TM: At the moment everyone is angry – he’s getting run over by traffic from both sides. A big risk for Starmer is that he has quite a technocratic style – not just on policy, but his whole approach to party management – and the danger when it comes to the party is that that sort of measured, technocratic style doesn’t work to keep the left’s trust and engagement. I’ve written about this in Chartist recently: Starmer needs ongoing, organic links to the membership – to all parts of it. He has a strong organic link to Labour First, because Matt Pound, who works for Starmer, used to be Labour First’s organiser. He has some links to the left via his former campaign staff. But he needs to have a better dialogue with the grassroots left, I think, to have a level of trust.

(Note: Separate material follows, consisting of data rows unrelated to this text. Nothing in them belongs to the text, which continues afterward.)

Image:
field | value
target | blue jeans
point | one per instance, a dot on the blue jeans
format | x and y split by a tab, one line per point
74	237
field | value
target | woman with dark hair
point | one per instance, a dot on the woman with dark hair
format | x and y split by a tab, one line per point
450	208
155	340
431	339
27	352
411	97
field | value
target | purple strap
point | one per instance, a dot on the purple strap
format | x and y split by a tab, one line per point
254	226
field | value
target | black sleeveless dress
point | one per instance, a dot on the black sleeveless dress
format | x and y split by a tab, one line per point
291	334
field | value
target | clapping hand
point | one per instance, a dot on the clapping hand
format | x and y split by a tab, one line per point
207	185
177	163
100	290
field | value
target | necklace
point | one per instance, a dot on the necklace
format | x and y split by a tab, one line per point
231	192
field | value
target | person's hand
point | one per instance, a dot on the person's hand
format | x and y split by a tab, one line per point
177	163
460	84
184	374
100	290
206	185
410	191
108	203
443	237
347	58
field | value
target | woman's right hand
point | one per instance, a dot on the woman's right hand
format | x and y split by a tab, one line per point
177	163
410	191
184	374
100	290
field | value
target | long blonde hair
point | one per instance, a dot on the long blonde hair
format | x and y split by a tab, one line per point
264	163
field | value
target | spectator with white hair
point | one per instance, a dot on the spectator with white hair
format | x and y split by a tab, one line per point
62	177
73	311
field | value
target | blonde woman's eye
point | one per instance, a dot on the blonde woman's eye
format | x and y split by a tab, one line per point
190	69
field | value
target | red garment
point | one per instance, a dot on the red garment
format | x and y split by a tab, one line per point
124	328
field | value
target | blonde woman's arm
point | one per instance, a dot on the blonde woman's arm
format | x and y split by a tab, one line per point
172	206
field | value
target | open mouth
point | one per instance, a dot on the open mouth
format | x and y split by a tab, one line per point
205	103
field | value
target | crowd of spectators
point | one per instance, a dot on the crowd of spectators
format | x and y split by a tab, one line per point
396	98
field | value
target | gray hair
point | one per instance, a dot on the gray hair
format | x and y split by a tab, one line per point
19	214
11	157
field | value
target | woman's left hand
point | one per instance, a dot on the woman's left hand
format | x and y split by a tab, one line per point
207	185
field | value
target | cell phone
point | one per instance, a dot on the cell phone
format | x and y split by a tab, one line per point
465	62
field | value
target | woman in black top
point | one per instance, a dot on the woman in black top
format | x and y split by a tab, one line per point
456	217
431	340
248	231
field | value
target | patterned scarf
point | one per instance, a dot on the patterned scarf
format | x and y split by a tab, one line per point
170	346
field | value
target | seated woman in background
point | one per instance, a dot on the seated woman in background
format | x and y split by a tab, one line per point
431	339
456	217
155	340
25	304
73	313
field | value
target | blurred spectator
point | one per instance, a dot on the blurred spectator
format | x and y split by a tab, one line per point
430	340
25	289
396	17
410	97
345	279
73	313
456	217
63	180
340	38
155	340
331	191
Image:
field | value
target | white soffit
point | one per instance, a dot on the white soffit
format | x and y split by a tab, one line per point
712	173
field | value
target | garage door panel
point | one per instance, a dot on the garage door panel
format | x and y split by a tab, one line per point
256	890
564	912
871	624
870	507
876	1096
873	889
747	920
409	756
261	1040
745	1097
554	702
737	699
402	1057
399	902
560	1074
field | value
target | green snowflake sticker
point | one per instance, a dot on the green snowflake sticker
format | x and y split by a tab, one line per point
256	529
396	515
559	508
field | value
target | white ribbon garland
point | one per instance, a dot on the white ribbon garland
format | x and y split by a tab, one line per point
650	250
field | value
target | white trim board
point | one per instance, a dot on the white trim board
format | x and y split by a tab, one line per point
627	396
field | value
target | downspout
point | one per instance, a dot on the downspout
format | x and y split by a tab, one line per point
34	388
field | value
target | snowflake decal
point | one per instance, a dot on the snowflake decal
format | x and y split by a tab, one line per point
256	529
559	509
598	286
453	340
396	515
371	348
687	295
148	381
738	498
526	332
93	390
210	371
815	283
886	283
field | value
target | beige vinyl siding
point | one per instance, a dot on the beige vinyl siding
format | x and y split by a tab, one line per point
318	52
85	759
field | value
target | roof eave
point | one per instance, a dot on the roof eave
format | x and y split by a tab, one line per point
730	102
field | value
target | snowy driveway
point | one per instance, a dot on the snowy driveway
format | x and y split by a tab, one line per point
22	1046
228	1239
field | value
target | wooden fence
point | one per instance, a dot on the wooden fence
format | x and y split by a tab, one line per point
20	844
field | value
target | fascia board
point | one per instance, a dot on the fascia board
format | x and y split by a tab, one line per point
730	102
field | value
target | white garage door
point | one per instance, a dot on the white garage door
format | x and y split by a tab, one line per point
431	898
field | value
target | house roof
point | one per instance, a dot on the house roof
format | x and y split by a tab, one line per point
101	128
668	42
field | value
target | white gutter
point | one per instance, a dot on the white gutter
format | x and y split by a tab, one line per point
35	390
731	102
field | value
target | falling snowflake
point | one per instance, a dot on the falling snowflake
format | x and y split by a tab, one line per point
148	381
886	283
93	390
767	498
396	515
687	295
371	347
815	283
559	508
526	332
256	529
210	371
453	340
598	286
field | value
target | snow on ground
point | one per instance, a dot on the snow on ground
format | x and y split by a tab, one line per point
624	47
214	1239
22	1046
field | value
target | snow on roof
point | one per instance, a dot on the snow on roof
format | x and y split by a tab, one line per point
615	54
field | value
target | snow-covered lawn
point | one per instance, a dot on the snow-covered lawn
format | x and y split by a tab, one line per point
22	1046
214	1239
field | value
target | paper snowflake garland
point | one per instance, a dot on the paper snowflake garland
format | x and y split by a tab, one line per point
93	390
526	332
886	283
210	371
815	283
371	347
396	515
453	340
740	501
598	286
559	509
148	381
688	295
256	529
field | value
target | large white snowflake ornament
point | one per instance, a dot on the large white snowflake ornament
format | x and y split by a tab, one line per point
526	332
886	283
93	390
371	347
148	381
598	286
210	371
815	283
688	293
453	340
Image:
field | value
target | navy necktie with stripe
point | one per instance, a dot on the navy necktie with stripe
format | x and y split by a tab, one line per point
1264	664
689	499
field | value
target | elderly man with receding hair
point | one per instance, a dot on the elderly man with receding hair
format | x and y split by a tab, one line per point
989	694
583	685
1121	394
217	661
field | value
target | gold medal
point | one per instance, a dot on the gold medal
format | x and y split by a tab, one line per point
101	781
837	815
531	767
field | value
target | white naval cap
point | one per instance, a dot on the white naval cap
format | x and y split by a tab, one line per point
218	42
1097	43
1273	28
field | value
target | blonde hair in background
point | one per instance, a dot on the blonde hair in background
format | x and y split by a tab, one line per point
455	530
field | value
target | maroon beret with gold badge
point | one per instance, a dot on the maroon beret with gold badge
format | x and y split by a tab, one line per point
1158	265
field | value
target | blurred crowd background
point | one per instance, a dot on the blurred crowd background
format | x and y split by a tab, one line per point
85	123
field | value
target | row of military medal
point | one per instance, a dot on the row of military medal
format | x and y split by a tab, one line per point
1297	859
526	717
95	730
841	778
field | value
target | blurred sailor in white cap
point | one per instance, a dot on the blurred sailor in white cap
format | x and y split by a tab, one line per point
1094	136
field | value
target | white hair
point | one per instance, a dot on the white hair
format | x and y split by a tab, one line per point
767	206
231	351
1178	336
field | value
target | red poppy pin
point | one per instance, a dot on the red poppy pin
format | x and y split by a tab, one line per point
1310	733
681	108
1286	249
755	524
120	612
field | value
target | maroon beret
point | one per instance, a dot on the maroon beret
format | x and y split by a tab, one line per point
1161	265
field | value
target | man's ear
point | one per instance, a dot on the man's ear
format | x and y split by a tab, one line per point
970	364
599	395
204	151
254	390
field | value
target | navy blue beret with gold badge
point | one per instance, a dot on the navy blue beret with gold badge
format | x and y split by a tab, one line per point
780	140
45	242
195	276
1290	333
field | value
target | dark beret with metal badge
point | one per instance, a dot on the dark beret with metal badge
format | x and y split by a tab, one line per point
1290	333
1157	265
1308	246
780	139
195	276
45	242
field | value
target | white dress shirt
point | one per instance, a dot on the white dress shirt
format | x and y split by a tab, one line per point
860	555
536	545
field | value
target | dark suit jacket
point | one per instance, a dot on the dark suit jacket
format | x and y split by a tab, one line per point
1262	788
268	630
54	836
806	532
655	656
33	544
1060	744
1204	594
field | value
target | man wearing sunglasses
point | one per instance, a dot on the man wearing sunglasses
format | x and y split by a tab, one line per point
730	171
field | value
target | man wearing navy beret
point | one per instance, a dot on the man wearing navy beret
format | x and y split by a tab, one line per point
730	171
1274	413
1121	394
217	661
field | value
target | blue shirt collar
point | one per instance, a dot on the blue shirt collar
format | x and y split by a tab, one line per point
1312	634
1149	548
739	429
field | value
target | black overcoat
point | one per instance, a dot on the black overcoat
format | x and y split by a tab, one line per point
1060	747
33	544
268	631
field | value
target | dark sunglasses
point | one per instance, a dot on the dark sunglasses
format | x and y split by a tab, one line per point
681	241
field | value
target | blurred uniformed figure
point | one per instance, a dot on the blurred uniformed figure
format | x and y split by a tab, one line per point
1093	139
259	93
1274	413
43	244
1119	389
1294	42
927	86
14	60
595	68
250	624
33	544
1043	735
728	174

Some people on the right of the party have said to me, well why does he need to care what the left thinks – they’re irrelevant now? But they’ve just got the largest vote share in the CLP section; they’re not far off controlling the NEC. These results mean that the leadership should be thinking seriously about how to fulfil that pledge to create unity. I don’t know how to do it, but I think the question should be asked. Otherwise unity might become a bit of a joke – like the ‘kinder, gentler politics’ of Corbyn’s campaign. It’s not an easy path to walk, but it has to be done.
Tom Miller is a councillor in Brent, and an editor for Open Labour, of which he was a founding member.
Florence Sutcliffe-Braithwaite is a co-editor of Renewal.